15. Authorized Shares. The Company covenants that during the period the Warrant
is outstanding, it will reserve from its authorized and unissued Common Stock a
sufficient number of shares to provide for the issuance of the Warrant Shares
upon the exercise of any purchase rights under this Warrant. The Company further
covenants that its issuance of this Warrant shall constitute full authority to
its officers who are charged with the duty of executing stock certificates to
execute and issue the necessary certificates for the Warrant Shares upon the
exercise of the purchase rights under this Warrant. The Company will take all
such reasonable action as may be necessary to assure that such Warrant Shares
may be issued as provided herein without violation of any applicable law or
regulation, or of any requirements of NASDAQ or any domestic securities exchange
upon which the Common Stock may be listed.
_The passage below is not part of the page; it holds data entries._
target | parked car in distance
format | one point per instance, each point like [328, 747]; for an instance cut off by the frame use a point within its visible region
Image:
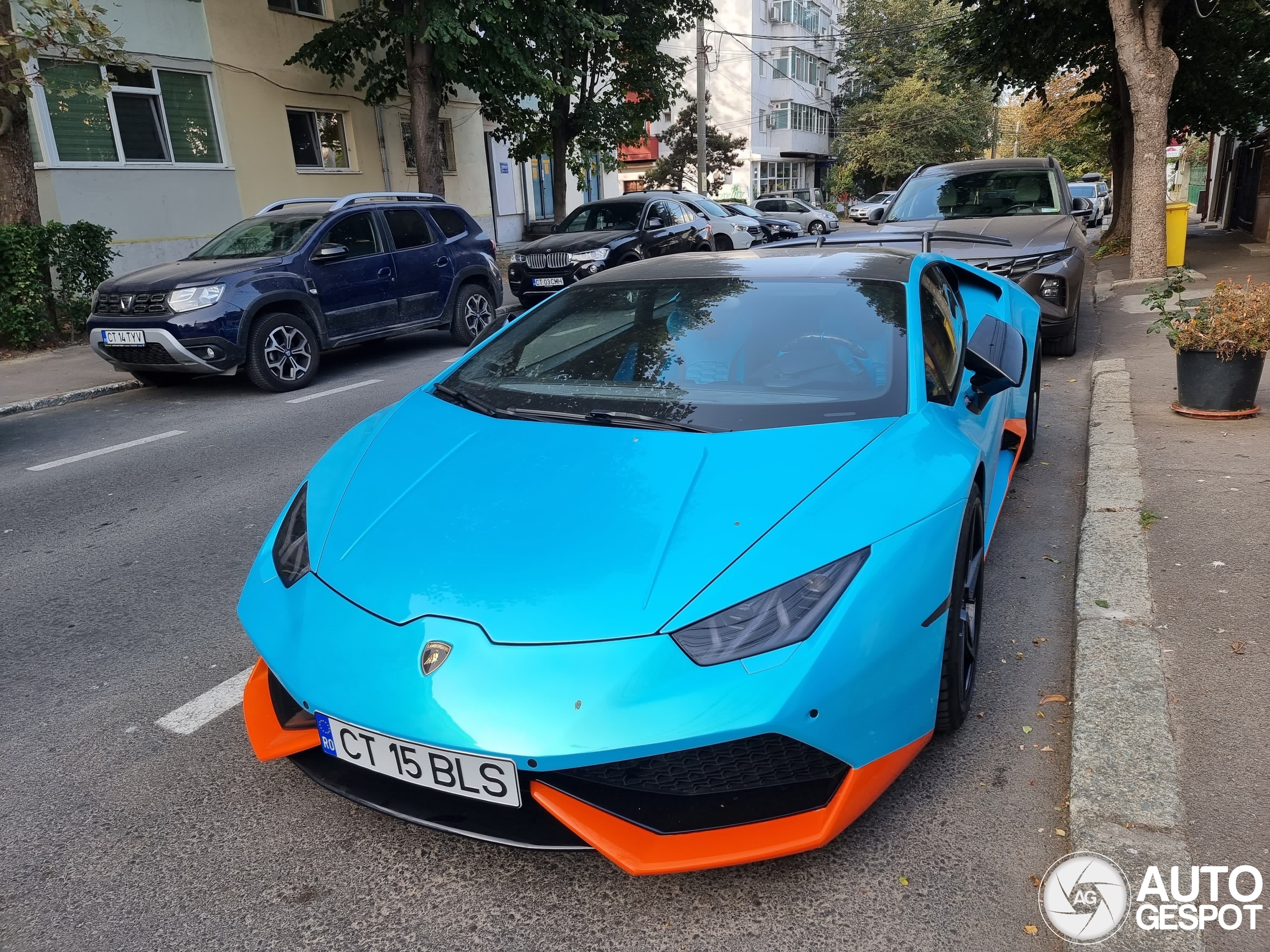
[1024, 201]
[815, 221]
[305, 275]
[772, 229]
[606, 234]
[859, 211]
[1090, 191]
[728, 229]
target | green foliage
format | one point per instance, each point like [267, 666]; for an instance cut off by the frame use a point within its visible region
[32, 309]
[680, 151]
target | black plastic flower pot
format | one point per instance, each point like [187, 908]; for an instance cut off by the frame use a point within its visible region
[1213, 386]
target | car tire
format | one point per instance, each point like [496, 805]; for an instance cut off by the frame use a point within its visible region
[282, 353]
[1066, 345]
[474, 311]
[962, 639]
[158, 379]
[1033, 416]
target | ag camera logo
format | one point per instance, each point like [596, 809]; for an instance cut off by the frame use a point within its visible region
[1085, 898]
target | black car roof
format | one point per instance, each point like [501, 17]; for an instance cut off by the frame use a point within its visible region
[799, 262]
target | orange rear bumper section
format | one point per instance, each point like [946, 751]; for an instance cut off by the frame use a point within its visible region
[270, 739]
[642, 852]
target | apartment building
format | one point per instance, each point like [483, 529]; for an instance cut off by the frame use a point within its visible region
[221, 127]
[769, 80]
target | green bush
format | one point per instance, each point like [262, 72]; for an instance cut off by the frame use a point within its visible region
[48, 277]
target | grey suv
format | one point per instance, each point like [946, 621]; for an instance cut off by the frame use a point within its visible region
[1025, 201]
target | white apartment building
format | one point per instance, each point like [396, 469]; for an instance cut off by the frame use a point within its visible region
[769, 80]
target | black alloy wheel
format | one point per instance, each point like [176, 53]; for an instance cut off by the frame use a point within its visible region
[284, 353]
[474, 311]
[964, 621]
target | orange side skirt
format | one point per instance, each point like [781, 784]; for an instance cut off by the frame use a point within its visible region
[642, 852]
[270, 739]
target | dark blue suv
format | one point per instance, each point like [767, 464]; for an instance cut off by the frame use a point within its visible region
[304, 276]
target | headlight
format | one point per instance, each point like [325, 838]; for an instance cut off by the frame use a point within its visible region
[192, 298]
[291, 545]
[779, 617]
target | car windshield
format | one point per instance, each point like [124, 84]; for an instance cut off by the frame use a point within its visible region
[259, 238]
[618, 216]
[978, 194]
[700, 353]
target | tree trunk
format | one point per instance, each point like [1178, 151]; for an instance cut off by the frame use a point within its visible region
[559, 153]
[1148, 69]
[426, 101]
[19, 203]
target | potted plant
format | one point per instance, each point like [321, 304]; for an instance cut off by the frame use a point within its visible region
[1221, 345]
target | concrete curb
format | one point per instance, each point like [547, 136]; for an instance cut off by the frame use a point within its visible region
[1124, 796]
[71, 398]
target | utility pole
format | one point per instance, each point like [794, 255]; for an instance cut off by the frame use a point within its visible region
[701, 106]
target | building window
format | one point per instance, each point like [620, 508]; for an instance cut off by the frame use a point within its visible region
[305, 8]
[150, 116]
[318, 139]
[778, 177]
[447, 146]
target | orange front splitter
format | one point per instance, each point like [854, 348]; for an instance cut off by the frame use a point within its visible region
[642, 852]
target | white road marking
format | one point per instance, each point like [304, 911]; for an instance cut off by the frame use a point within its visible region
[207, 706]
[105, 450]
[337, 390]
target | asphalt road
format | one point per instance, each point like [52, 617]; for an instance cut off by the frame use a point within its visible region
[119, 581]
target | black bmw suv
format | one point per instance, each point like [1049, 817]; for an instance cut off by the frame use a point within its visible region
[602, 235]
[272, 293]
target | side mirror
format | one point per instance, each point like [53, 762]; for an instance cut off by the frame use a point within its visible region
[999, 356]
[329, 252]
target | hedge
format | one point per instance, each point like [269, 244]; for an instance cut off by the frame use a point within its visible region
[48, 277]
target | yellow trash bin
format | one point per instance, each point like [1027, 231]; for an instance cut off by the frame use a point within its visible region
[1175, 230]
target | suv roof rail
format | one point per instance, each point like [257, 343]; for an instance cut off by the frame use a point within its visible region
[285, 202]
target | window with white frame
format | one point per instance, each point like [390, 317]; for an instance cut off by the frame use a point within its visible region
[778, 177]
[150, 116]
[318, 139]
[447, 146]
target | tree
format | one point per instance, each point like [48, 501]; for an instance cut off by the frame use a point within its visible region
[44, 28]
[680, 151]
[602, 58]
[915, 123]
[427, 48]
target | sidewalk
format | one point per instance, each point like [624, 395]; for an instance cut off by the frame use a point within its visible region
[1208, 485]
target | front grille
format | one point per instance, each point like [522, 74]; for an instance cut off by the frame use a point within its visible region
[150, 353]
[553, 259]
[766, 761]
[146, 302]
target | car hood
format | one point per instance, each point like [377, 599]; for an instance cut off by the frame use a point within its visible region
[544, 532]
[573, 241]
[1028, 234]
[185, 273]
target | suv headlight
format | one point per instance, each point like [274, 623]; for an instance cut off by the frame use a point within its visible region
[291, 543]
[192, 298]
[779, 617]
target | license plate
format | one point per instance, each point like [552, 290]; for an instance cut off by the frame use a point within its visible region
[488, 778]
[124, 338]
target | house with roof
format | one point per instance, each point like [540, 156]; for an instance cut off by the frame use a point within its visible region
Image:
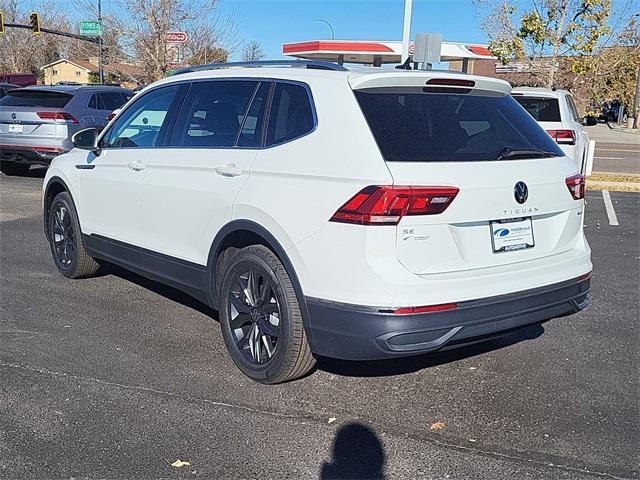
[86, 71]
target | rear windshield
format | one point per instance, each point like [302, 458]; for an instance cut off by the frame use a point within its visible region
[412, 126]
[35, 98]
[542, 109]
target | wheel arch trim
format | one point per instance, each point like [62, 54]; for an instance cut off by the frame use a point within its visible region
[271, 242]
[50, 182]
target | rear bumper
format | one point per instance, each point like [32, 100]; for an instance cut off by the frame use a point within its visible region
[353, 332]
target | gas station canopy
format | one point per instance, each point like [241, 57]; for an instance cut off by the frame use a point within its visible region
[376, 53]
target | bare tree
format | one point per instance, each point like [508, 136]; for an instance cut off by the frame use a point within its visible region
[143, 25]
[21, 50]
[542, 32]
[252, 51]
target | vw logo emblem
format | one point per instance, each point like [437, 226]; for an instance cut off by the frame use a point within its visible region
[521, 192]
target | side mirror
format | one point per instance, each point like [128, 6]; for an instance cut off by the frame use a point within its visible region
[86, 139]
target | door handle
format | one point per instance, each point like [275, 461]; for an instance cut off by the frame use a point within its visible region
[229, 170]
[136, 166]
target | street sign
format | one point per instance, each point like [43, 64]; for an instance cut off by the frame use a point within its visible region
[176, 37]
[91, 28]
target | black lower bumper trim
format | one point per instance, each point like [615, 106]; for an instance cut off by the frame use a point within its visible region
[354, 332]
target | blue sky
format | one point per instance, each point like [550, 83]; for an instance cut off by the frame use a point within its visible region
[274, 22]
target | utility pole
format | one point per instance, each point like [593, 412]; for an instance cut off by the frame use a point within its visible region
[100, 65]
[406, 30]
[333, 32]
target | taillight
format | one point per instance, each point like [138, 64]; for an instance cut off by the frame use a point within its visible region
[62, 117]
[575, 184]
[563, 137]
[386, 205]
[426, 309]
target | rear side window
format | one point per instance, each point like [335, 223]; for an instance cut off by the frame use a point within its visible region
[291, 114]
[35, 98]
[573, 108]
[251, 133]
[542, 109]
[212, 114]
[412, 126]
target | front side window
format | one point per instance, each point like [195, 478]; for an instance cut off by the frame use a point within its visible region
[410, 125]
[213, 113]
[139, 125]
[291, 114]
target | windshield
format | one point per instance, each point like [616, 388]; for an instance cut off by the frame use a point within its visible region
[542, 109]
[35, 98]
[410, 125]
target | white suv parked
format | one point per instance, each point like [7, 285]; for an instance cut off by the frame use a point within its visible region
[557, 113]
[361, 214]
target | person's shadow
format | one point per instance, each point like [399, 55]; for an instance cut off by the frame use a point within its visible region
[357, 454]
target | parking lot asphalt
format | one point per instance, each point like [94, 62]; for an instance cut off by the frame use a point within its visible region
[617, 157]
[117, 377]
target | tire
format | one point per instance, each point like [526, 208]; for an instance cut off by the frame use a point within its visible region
[65, 240]
[261, 319]
[13, 168]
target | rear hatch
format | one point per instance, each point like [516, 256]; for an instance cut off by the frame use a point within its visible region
[512, 202]
[28, 115]
[546, 111]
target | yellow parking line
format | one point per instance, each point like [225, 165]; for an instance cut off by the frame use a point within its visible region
[617, 150]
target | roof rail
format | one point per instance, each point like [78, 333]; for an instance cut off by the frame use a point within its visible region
[313, 64]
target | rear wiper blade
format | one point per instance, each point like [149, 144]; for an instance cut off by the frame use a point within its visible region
[509, 152]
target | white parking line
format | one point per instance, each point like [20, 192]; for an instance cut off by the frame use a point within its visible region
[608, 205]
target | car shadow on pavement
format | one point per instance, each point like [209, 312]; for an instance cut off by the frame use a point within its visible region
[36, 171]
[357, 454]
[399, 366]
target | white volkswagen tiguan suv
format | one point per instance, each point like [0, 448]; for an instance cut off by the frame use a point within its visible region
[557, 113]
[357, 214]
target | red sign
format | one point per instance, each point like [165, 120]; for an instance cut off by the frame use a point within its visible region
[176, 37]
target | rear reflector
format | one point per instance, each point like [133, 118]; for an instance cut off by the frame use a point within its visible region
[62, 117]
[386, 205]
[426, 309]
[563, 137]
[575, 184]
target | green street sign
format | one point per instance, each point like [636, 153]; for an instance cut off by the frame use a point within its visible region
[91, 28]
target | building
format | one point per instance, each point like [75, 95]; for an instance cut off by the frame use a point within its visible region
[86, 71]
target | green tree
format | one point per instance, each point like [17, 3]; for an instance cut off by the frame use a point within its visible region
[545, 31]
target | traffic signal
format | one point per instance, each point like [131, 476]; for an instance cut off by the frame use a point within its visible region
[34, 20]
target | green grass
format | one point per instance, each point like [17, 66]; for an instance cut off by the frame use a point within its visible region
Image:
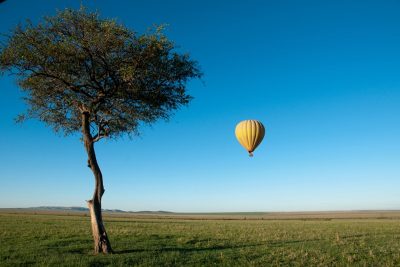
[55, 240]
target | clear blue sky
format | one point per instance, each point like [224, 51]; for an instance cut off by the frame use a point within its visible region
[323, 77]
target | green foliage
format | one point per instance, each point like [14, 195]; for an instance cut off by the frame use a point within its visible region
[55, 240]
[76, 62]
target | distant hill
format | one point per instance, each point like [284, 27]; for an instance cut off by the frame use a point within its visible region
[82, 209]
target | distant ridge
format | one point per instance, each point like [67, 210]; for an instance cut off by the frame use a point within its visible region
[83, 209]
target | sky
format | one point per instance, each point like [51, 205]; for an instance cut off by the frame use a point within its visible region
[322, 76]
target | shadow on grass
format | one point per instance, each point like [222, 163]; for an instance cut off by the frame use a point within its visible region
[189, 249]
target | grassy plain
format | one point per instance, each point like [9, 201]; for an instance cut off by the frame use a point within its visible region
[257, 239]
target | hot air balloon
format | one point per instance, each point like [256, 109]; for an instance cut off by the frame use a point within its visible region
[250, 133]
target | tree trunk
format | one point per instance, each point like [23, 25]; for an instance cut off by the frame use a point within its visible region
[101, 242]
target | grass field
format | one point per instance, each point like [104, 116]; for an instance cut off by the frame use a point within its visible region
[203, 240]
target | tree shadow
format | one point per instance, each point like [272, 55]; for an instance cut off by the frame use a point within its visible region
[189, 249]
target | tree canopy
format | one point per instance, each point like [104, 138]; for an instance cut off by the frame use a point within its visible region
[76, 62]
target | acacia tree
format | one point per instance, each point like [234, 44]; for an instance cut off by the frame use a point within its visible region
[85, 74]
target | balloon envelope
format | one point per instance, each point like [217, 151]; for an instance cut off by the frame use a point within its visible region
[250, 133]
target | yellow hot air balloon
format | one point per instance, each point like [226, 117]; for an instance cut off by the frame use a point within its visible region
[250, 133]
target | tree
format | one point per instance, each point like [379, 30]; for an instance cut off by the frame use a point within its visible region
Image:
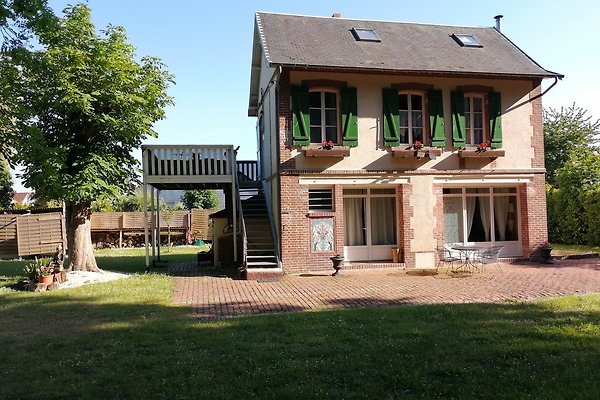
[566, 131]
[206, 199]
[18, 19]
[6, 189]
[88, 103]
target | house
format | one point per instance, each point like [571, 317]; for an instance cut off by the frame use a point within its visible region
[375, 136]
            The Company shall not by any action, including, without limitation,
amending its certificate of incorporation or through any reorganization,
transfer of assets, consolidation, merger, dissolution, issue or sale of
securities or any other voluntary action, avoid or seek to avoid the observance
or performance of any of the terms of this Warrant, but will at all times in
good faith assist in the carrying out of all such terms and in the taking of all
such actions as may be necessary or appropriate to protect the rights of Holder
against impairment. Without limiting the generality of the foregoing, the
Company will (a) not increase the par value of any shares of Common Stock
receivable upon the exercise of this Warrant above the amount payable therefor
upon such exercise immediately prior to such increase in par value, (b) take all
such action as may be necessary or appropriate in order that the Company may
validly and legally issue fully paid and nonassessable shares of Common Stock
upon the exercise of this Warrant, and (c) use its best efforts to obtain all
such authorizations, exemptions or consents from any public regulatory body
having jurisdiction thereof as may be necessary to enable the Company to perform
its obligations under this Warrant.

            Upon the request of Holder, the Company will at any time during the
period this Warrant is outstanding acknowledge in writing, in form reasonably
satisfactory to Holder, the continuing validity of this Warrant and the
obligations of the Company hereunder.

            Before taking any action which would cause an adjustment reducing
the current Exercise Price below the then par value, if any, of the shares of
Common Stock issuable upon exercise of the



<PAGE>

Warrants, the Company shall take any corporate action which may be necessary in
order that the Company may validly and legally issue fully paid and
non-assessable shares of such Common Stock at such adjusted Exercise Price.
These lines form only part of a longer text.